Günter Kast, mardi, 23. mars 2021

Imaginés en Norvège, fabriqués en Lituanie, prisés en Suisse, les vêtements fonctionnels en laine mérinos issus de l’entreprise traditionnelle Devold garantissent une production dénuée de toute souffrance pour les moutons.

Imaginés en Norvège, fabriqués en Lituanie, prisés en Suisse, les vêtements fonctionnels en laine mérinos issus de l’entreprise traditionnelle Devold garantissent une production dénuée de toute souffrance pour les moutons.

La laine est LA fibre idéale », s’enthousiasme Ueli Arnold, directeur d’ACE alpine & climbing equipment AG à Amden (SG). Et il sait de quoi il parle car, en plus d’être l’importateur général suisse du spécialiste norvégien de la laine Devold, il est guide de montagne. Dans le cadre de cette dernière fonction, il a l’occasion de tester, durant une partie de l’année, des vêtements fonctionnels sous toutes leurs coutures. Selon Arnold, premièrement, la laine de mouton, naturellement antibactérienne, évite les mauvaises odeurs qui se forment rapidement. Deuxièmement, elle régule la température corporelle, ce qui signifie qu’elle réchauffe en hiver et rafraîchit en été. Troisièmement, la laine ne colle pas et peut absorber un tiers de son propre poids en humidité sans qu’on ne se sente mouillé. Quatrièmement, ce matériau respectueux de l’environnement génère moins de microplastiques que les fibres synthétiques, sans oublier qu’il ne doit pas être lavé aussi souvent grâce à ses propriétés autonettoyantes. En outre, au terme de sa vie, il est biodégradable. Cinquièmement, la laine tient encore chaud lorsqu’elle est mouillée. Sixièmement, elle garantit un microclimat sain pour la peau et peut même soulager l’eczéma. Septièmement, elle constitue une protection solaire naturelle puisqu’elle bloque les rayons UV.

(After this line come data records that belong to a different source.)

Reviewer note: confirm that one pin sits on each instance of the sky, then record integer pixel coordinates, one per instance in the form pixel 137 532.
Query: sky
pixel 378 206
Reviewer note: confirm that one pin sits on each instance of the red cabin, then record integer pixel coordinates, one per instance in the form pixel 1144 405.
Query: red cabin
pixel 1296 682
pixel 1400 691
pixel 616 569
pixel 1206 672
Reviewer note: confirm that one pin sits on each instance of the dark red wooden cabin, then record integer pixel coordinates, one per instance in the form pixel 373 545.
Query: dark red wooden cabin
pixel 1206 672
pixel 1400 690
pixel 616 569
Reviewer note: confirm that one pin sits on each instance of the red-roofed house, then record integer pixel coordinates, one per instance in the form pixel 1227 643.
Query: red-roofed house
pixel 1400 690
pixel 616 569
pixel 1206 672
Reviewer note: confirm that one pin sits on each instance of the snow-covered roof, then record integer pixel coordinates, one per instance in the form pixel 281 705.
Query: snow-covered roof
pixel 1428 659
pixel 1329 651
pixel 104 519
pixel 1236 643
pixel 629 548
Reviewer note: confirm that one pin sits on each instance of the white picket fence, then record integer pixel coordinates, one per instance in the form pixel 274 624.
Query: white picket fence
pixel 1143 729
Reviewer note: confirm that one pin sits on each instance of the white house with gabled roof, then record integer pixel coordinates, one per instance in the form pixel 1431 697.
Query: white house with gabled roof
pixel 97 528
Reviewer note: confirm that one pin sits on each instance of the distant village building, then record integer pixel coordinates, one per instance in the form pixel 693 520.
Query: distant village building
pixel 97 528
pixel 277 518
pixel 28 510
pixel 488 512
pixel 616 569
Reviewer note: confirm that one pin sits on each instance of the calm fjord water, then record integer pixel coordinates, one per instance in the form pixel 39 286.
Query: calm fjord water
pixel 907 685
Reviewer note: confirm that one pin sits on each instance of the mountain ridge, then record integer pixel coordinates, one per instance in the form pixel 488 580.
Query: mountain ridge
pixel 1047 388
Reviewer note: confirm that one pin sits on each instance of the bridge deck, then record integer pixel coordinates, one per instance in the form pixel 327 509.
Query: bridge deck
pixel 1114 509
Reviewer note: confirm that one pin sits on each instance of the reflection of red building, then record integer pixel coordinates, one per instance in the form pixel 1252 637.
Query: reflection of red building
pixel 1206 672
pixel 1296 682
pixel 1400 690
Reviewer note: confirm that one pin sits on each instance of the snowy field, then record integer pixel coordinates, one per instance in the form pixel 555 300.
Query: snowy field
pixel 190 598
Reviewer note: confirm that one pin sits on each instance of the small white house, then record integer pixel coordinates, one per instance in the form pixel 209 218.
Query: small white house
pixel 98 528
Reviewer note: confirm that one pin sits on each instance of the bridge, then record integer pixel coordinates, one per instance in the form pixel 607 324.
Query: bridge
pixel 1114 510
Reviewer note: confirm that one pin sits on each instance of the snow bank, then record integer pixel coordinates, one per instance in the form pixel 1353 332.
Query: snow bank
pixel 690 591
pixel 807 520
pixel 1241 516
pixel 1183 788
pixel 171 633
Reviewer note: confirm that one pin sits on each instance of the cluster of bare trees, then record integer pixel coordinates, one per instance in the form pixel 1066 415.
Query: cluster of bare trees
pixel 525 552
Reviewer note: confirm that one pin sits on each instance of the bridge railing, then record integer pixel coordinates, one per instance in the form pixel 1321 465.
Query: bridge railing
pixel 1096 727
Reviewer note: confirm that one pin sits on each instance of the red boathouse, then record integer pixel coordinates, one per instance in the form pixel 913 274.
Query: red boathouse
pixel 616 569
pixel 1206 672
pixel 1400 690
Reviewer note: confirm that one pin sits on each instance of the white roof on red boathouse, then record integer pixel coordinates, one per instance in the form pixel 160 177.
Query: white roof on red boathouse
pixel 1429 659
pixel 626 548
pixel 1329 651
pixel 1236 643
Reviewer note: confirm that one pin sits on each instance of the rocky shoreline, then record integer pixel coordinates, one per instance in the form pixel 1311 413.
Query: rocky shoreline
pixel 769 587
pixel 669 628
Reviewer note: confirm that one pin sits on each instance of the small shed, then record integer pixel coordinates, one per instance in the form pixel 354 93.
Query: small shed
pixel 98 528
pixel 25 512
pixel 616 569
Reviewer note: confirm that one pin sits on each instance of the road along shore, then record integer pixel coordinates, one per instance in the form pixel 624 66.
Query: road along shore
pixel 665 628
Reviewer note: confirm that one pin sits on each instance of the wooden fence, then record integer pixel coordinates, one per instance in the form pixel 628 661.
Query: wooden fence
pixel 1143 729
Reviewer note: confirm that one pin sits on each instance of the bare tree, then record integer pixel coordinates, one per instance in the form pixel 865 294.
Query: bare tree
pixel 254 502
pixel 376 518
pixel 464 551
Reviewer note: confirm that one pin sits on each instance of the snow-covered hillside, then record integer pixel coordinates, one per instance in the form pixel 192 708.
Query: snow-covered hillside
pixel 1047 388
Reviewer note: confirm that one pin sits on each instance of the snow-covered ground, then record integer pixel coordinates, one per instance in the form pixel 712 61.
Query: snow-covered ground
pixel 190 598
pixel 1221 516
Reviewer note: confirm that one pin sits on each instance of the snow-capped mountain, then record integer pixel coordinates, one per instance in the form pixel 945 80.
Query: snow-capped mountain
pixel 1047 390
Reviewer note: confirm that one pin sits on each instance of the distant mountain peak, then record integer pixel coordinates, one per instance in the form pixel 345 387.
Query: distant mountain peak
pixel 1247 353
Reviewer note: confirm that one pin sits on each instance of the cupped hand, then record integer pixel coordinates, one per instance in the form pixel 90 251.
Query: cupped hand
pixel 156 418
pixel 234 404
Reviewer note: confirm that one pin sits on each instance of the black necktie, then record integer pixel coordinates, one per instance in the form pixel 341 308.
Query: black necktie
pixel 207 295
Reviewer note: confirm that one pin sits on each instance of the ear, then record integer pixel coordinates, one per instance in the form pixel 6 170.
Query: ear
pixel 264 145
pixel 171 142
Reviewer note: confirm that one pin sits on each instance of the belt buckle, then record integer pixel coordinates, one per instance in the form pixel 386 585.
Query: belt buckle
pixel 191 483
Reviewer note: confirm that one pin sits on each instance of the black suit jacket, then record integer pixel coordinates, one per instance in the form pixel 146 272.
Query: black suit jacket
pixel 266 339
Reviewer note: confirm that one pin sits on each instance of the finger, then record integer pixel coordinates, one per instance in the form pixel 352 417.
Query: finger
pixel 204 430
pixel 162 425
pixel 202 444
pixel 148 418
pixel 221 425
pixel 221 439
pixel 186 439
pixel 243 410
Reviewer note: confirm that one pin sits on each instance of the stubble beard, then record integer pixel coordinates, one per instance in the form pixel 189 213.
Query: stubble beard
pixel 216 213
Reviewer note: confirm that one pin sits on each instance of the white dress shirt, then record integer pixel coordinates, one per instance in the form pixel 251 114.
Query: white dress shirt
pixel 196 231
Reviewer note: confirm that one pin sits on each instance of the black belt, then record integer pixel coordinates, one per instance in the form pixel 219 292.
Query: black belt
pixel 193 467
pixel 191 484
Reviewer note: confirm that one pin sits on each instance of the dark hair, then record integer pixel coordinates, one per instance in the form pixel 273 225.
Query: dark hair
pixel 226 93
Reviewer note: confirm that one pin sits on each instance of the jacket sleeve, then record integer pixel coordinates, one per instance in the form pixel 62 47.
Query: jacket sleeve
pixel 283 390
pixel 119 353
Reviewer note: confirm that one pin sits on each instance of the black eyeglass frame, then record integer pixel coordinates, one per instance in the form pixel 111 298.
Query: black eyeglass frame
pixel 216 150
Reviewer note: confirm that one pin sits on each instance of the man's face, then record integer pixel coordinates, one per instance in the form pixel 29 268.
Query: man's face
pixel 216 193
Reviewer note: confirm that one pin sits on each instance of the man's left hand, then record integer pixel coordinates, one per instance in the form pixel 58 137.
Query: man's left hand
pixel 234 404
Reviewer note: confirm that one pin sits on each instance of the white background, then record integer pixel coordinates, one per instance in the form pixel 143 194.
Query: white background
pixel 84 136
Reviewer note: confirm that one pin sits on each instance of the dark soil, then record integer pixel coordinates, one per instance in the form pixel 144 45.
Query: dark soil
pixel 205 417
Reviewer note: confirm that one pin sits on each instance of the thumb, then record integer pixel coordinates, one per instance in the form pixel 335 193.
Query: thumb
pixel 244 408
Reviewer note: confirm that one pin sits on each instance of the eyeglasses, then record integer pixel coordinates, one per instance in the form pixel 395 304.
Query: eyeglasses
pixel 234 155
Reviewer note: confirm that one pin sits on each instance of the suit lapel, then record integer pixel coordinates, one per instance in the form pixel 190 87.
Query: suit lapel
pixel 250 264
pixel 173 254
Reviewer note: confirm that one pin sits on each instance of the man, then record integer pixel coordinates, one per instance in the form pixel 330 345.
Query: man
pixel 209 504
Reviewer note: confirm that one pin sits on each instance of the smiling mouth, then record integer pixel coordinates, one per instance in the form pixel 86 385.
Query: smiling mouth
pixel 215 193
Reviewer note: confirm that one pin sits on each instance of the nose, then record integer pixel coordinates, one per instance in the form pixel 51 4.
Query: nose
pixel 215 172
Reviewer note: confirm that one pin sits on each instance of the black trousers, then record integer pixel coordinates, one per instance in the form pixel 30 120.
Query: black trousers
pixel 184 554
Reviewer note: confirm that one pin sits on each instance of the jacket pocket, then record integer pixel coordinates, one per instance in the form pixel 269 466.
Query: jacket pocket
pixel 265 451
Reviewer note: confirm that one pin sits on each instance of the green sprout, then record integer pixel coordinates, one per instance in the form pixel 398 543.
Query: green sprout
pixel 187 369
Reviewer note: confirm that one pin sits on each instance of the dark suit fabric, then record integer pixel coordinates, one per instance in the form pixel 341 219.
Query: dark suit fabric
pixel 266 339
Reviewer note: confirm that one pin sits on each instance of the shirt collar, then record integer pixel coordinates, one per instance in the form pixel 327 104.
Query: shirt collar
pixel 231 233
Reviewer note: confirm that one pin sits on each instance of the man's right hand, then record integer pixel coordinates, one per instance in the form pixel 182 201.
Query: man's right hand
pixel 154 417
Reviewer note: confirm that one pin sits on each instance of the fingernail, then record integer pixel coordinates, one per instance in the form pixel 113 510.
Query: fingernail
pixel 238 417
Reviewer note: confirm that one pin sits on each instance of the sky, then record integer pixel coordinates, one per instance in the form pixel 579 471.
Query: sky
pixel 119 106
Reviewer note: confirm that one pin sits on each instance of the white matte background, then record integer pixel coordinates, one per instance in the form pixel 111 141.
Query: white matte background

Sept à zéro ! Victoire écrasante pour la laine ! Tout cela est-il trop beau pour être vrai ? « Il y a un petit bémol », confirme Arnold. « Mais Devold a su transformer ce bémol en avantage concurrentiel, pour le bien-être des moutons. » Dans un premier temps, il ne veut pas nous en révéler davantage. Lorsque Ole Andreas Devold crée une fabrique textile en 1853 à Ålesund, la protection des animaux n’est pas encore à l’ordre du jour. Le jeune entrepreneur vient d’effectuer quatre ans d’apprentissage en Allemagne. Il revient sur la rude côte ouest de la Norvège, emmenant avec lui, outre une foule d’idées, l’une des machines à tricoter mécaniques les plus modernes de son époque. Son modèle commercial est le suivant : équiper les pêcheurs et les dockers de son pays natal avec de robustes vêtements en laine pour les accompagner dans leurs tâches difficiles. Rapidement devenu un bestseller, le pull norvégien de Devold incarne quasiment une sorte de symbole national, un classique scandinave par excellence. Il fait encore partie de l’assortiment actuel.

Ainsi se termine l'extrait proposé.